En palabras del museógrafo Marco Aurelio Caldas tras ingresar al Museo Nacional de Brasil expresan la magnitud de la tragedia: “Se acabó todo”. Con excepción de varios meteoritos, y a reserva de una evaluación más detallada, el incendio que se produjo la noche del domingo en el recinto que este 2018 cumplió 200 años, destruyó casi toda la colección de 20 millones de objetos, entre los que había piezas grecorromanas y egipcias; “Luzia”, el cráneo humano más antiguo hallado en América; y uno de los más grandes acervos de las etnias del Amazonas.

El humo salía el lunes del museo, mientras que afuera manifestantes expresaban indignación por la falta de recursos para preservar el patrimonio cultural, lo que causó la destrucción de buena parte de los archivos más ricos de Latinoamérica, piezas históricas y documentos.

En febrero, el director de la institución, Alexander Kellner, alertó: “Solo tenemos fondos para medidas paliativas de prevención”. Aunque dijo que habría que evaluar la magnitud de los daños, el vicedirector, Luiz Fernando Dias Duarte, insinuó que podría ser catastrófico, con la mayoría de los objetos en el edificio principal destruidos, a excepción de algunos meteoritos.

“Es intensamente triste y un reflejo del abandono que sufren actualmente las instituciones culturales en Brasil”, expresó vía correo electrónico el curador mexicano Pablo León de la Barra, quien fue director de la Casa França Brasil en Río de Janeiro.

Varios funcionarios han dicho que se sabía que el edificio estaba en un estado de grave deterioro y que había un riesgo significativo de incendios. El museo había sufrido de falta de fondos durante años, lo que impidió que se hicieran renovaciones y obligó a que algunas exhibiciones fueran cerradas.
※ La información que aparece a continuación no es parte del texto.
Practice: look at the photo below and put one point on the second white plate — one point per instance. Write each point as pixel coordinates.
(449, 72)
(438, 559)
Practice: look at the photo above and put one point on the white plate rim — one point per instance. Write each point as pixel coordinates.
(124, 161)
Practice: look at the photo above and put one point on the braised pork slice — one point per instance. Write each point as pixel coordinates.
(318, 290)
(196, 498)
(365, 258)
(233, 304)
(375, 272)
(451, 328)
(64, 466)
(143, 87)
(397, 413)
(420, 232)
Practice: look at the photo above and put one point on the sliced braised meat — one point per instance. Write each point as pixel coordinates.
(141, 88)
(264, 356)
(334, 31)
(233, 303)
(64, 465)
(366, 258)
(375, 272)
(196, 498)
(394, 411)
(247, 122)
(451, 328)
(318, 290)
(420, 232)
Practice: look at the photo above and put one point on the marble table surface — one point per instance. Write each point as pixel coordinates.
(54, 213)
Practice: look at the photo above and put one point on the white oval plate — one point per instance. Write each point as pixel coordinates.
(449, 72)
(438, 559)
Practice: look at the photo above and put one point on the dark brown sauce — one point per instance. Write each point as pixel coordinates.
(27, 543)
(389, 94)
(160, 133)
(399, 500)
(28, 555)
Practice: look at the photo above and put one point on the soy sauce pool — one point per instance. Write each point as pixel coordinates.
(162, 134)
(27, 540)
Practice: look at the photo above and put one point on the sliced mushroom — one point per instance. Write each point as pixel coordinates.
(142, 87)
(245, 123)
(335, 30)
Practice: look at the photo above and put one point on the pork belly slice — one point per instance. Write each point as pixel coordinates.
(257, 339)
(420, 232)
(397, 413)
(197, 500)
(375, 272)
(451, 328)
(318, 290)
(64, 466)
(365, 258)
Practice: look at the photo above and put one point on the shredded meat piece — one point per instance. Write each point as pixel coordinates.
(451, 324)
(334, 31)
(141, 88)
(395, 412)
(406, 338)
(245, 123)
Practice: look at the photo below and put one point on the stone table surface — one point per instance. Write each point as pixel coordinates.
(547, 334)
El diario Folha de Sao Paulo reportó en mayo, mientras el museo se preparaba para celebrar su bicentenario, que el presupuesto anual había disminuido de 130 mil dólares en 2013 a 84 mil dólares el año pasado (un millón 600 mil pesos).

Otra señal de que el recinto estaba en aprietos fue cuando una plaga de termitas, el año pasado, provocó el cierre de una habitación que contenía un esqueleto de dinosaurio de 12 metros de altura. Entonces, los funcionarios recurrieron a la financiación colectiva para juntar el dinero y poder reabrir la sala.
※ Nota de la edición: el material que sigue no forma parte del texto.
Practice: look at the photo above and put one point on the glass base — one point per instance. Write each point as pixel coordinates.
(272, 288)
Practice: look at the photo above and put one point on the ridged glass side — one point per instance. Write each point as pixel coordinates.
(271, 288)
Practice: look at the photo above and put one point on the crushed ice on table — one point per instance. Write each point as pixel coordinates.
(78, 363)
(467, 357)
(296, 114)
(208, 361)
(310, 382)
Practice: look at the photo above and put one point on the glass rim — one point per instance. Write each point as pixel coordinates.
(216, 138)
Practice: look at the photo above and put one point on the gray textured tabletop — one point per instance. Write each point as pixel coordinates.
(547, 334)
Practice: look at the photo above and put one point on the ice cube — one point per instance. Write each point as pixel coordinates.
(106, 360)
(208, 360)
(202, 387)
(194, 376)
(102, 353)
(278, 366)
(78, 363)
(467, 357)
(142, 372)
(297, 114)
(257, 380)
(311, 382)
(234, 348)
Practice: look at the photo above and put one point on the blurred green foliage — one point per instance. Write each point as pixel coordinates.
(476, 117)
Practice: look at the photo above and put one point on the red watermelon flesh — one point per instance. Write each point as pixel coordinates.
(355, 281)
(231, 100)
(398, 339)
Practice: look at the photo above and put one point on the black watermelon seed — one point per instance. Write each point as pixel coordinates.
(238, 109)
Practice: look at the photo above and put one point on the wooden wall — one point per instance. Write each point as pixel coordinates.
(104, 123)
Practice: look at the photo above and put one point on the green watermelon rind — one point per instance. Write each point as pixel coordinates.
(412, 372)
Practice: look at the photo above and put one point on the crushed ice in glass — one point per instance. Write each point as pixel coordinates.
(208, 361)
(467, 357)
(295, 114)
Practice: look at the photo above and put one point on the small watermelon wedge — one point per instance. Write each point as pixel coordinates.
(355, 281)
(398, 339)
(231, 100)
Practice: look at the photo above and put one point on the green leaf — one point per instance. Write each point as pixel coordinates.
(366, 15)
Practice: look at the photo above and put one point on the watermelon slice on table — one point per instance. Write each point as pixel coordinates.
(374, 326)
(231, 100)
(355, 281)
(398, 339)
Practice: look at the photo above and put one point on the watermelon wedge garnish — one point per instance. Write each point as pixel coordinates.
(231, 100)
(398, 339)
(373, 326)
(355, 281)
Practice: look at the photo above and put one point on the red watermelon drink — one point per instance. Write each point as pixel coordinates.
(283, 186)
El gobierno de Brasil anunció anoche que comenzó el proceso de reconstrucción del recinto; esto se dio a conocer en una rueda de prensa con los ministros de Educación, Rossieli Soares, y de Cultura, Sergio Sá Leitao. Soares afirmó que la reconstrucción comenzará con la inmediata entrega de 10 millones de reales (unos 2.4 millones de dólares) “para garantizar la estructura física y la seguridad, incluso estructural” del edificio, debido a que Defensa Civil decretó la intervención del inmueble tras una inspección en la que se concluyó que, pese a que la fachada y las paredes externas siguen en pie, los muros internos y los pisos pueden desplomarse.
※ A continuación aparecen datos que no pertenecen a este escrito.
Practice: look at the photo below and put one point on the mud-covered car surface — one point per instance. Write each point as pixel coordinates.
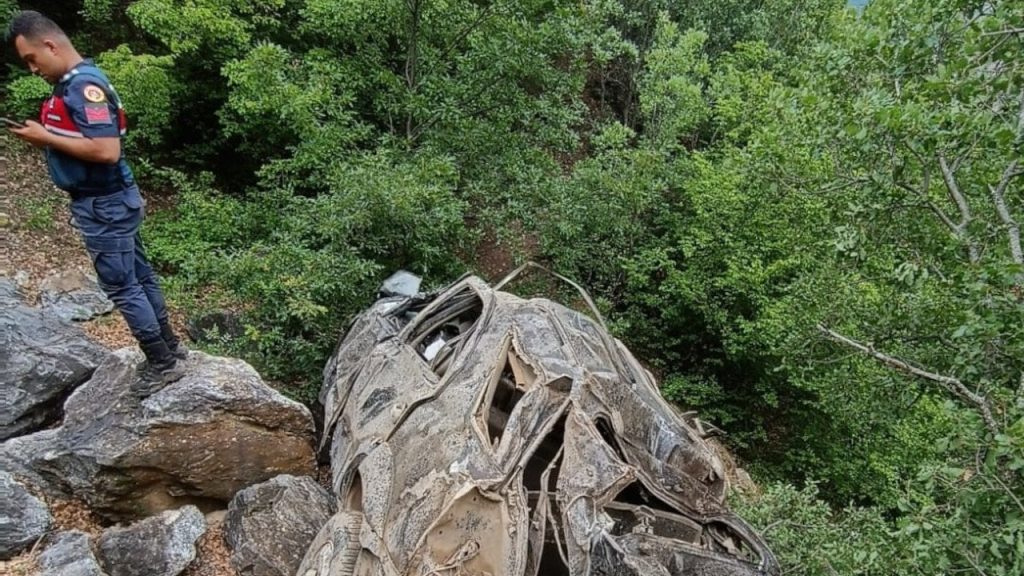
(477, 433)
La siguiente fase de reconstrucción tendrá una inversión de 1.2 millones de dólares para financiar un proyecto ejecutivo, con apoyo de la Unesco. La tercera fase será para montar un nuevo acervo para el museo; el presidente Michel Temer anunció que, para esta tercera fase, convenció a entidades financieras públicas y privadas a que aporten recursos a un fondo y adquirir la nueva colección.